Over the years, I’ve come to the conviction that anxiety, fear, and worry do three things in our hearts, often unconsciously.
First, worry maximizes and multiplies the problems of our lives.
Second, it minimizes the power, presence, and provision of the Father.
Third, it convinces us that we are practically on our own to manage our lives in our own wisdom and strength. Perhaps God is in control of my life but he doesn’t care. Perhaps he cares but is not in control. Either way, I’m on my own.
Or so the voice of worry says.
Into this world of our anxiety, Jesus speaks two words that initially may seem dismissive or even rude to some. First, he commands our hearts three times, “do not be anxious.” Don’t hear a disgusted and dismissive voice saying, “c’mon, don’t be anxious!” Rather, hear a caring, inviting, and yet gently challenging voice that says, “I know you, and I know your heart. I know your life and the burdens you carry. I care for you and about you. The Father and I know exactly, precisely, clearly, what makes your heart anxious and I’m reminding you that there is absolutely no reason to be.”

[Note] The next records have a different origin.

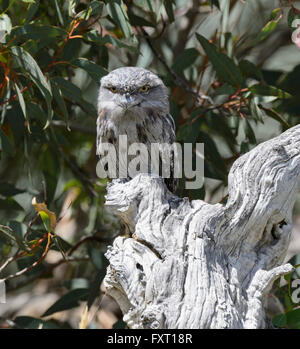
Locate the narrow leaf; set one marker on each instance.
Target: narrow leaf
(185, 59)
(5, 144)
(168, 4)
(117, 11)
(60, 102)
(266, 90)
(26, 62)
(68, 301)
(95, 71)
(268, 28)
(224, 66)
(23, 106)
(10, 234)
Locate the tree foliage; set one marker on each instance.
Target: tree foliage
(232, 85)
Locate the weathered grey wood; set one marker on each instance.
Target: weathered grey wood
(196, 265)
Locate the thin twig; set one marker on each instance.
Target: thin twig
(178, 80)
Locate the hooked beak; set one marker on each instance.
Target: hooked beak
(127, 101)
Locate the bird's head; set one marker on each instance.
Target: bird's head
(132, 89)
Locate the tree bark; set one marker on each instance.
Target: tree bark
(196, 265)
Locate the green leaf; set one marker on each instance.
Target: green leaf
(57, 94)
(32, 9)
(68, 301)
(168, 4)
(279, 320)
(5, 144)
(97, 257)
(74, 94)
(94, 36)
(7, 189)
(46, 221)
(250, 70)
(117, 11)
(255, 110)
(95, 71)
(139, 21)
(185, 59)
(34, 31)
(268, 28)
(120, 324)
(76, 283)
(276, 116)
(26, 62)
(265, 90)
(215, 2)
(29, 322)
(5, 24)
(188, 132)
(224, 66)
(293, 318)
(60, 15)
(61, 245)
(293, 14)
(225, 89)
(13, 236)
(250, 134)
(95, 287)
(23, 106)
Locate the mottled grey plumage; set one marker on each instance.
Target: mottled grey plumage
(134, 102)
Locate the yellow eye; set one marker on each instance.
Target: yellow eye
(113, 89)
(144, 88)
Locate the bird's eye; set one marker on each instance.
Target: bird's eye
(144, 88)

Next, he calls his disciples “you of little faith.” Again, it’s tempting to hear sarcasm and shame in Jesus’ voice, mocking his own for their weak faith. However, Jesus is actually giving them an explanation and an invitation. The explanation is simply this- their hearts don’t yet know the Father the way they should and soon will; the invitation is this- for them to get to know the Father so that their hearts and ours can rest.

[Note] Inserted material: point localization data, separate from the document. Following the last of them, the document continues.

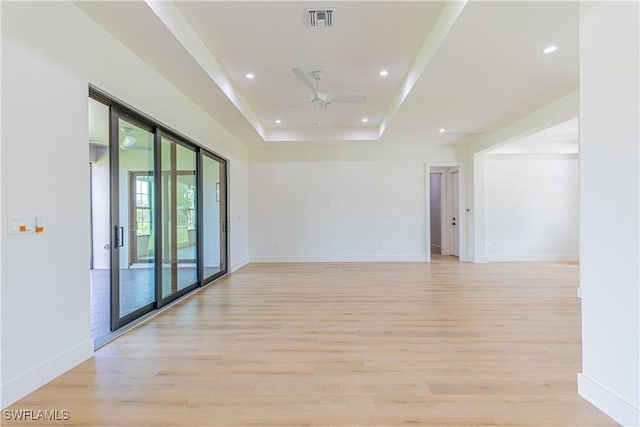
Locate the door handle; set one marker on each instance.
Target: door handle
(119, 237)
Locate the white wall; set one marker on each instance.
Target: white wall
(50, 53)
(340, 202)
(561, 110)
(531, 207)
(610, 199)
(101, 208)
(435, 206)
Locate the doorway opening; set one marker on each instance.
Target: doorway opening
(445, 220)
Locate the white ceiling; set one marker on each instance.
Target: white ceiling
(470, 68)
(558, 139)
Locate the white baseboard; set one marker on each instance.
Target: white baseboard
(530, 258)
(342, 258)
(608, 402)
(18, 387)
(238, 265)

Jesus, who came to reveal the Father (John 1:18) wants us to consider three things to deal with our worry and fear:
First, consider how the Father cares for creation. If he cares for birds and beautifies fields with grass and flowers, he cares even more for you. Perhaps today Jesus would encourage you to sit on a park bench and listen to the sermon that the songbirds are singing to you about the Father’s care for them.
Second, consider the Father’s wise control over all things. One author has said that worry is like a rocking chair, it doesn’t get us anywhere but it gives us something to do. We should reflect on our inability to control our world around us and then rely on the Father’s infinite wisdom and power to govern all things according to his perfect plan.
Third, consider the goodness of the Father’s provision. Jesus says it is the Father’s delight, joy, and “good pleasure” to give his people the kingdom. An aspect of the kingdom is that God restores what is broken in our lives and one of the things this kingdom restores to our hearts is a robust view of the radically generous heart of the Father.
John Prine is one of my favorite songwriters. In one of his songs, “A Crooked Piece of Time,” the lyrics begin with “Things got rough, things got tough, things got harder than hard.”
Fear says,
“things will get tough, things will get rough, things will get harder than hard….and I will be alone to deal with it.”
Faith says,
“Things might get rough, things might get tough, things might get harder than hard………but my Father is in control, and he cares infinitely for me.”
He who did not spare his own Son but gave him up for us all, how will he not also with him graciously give us all things?